Julia looked to Madison and then to me. “Becca coming back? You like Max…right?”
“No.”
“Sweetie, I’m sorry but…” Madison ignored me, and laid a hand on her chest, over her heart. “I’m your friend. We are your friends. But we know Max. We know Becca. And…we just don’t want you to have your heart broken by surprise when Max goes back to her.”
“And chances are…” Julia trailed off.
“Maybe he won’t.” I tried to sound more confident than I felt. “And we’re not even, like, together, so if he wants to be with someone that’s not… I mean he’s allowed to do whatever he wants.”
She shrugged. “Look, we’re just trying to look out for you. If you don’t want our help then just say so.”
I didn’t know what to say. But I figured the only way to get them to stop feeling sorry for me was to agree.
I nodded. “You’re probably right. I’ll try not to get too close.”
“Good. Because he really loves her,” Madison said, smiling sadly at me.
Okay, got it.
“You guys going down to the assembly now? It’s soon, isn’t it? I’m meeting Max—” I paused as Julia raised her eyebrows. “I’m meeting Max out front of the auditorium.”
“We’ll walk down with you, sure! Don’t forget your uniform.” Madison couldn’t quite pull it off like Cam without sounding a little mean.
I grabbed my Manderley polo and khaki skirt from the closet, and they stepped outside. To talk about me, I was sure, rather than out of some sense of my privacy.
I was out in a few seconds, and we walked down the stairs silently. I felt relieved when I saw Max.
He nodded a hello to the other girls, and then looked to me. I stepped toward him. He shook his head slightly, looking around, and held open the door for us instead of taking it. I was sure Madison and Julia were exchanging yet another look behind my back.
We walked into the dim auditorium. No one was talking, but everyone watched as we found a place to sit. Soon after we did, the house lights dimmed down to nothing, and Professor Crawley took the podium.
“Welcome back, students. I hope everyone had a good Winter Break. Classes will start up tomorrow as usual, at 8:00 a.m. I want to ask you all to remind yourselves of the rules, and to make sure you ready yourself for school and to shake off the holiday mentality.” He cleared his throat, and carried on with a reminder of what those rules were.

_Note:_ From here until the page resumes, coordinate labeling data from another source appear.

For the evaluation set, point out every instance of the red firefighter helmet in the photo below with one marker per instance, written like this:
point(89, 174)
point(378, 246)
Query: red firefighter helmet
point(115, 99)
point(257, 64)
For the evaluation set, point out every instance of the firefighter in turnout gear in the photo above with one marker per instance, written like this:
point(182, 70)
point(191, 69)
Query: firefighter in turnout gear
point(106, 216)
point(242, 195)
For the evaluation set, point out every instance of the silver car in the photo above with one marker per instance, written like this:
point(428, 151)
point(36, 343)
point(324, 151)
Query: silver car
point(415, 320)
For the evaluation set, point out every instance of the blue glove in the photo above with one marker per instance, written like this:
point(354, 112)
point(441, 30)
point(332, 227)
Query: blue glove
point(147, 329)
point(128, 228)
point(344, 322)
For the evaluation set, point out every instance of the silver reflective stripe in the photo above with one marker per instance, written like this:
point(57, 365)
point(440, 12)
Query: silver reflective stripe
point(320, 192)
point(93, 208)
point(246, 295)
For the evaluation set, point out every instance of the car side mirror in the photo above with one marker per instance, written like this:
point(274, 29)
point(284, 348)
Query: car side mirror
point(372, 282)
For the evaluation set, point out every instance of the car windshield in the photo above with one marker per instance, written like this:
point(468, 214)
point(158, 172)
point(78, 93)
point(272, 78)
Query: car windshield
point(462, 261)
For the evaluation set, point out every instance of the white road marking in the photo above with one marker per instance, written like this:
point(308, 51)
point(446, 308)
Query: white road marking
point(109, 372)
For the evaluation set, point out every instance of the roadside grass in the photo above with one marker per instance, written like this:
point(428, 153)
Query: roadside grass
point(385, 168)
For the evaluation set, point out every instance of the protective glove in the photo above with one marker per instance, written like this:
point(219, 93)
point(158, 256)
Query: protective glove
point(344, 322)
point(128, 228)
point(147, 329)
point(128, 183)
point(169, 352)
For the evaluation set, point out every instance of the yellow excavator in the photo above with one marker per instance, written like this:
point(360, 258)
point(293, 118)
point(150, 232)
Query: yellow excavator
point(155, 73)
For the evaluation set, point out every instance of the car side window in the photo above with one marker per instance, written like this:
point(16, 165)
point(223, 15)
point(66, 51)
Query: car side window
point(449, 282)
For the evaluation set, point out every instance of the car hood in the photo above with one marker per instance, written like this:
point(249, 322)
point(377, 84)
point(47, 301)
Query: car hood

I checked off the ones in my head that I’d broken.
Most of them.
The room was filled with the anticipation of what exactly had happened concerning Becca. But we had to wait a full forty-five minutes before all of the administration had spoken and Crawley had taken the microphone again. The room stiffened and went silent.
“There’s been a…progression with the Rebecca Normandy case. I’m sure most of you already know, at least those of you who knew her, but for those of you who do not, Dana Veers is here—once again—to explain. Miss Veers?”
She took the stage, looking even slighter than ever, squinting in the stage lights. “Hi. I think a lot of you bought the T-shirts we’ve been selling outside, and I was glad to find that many of you took our suggestion to buy more than one and to send them to your friends and family members. We want to increase awareness everywhere we can, and the more people who wear her picture the better. Becca Normandy is alive, everyone.”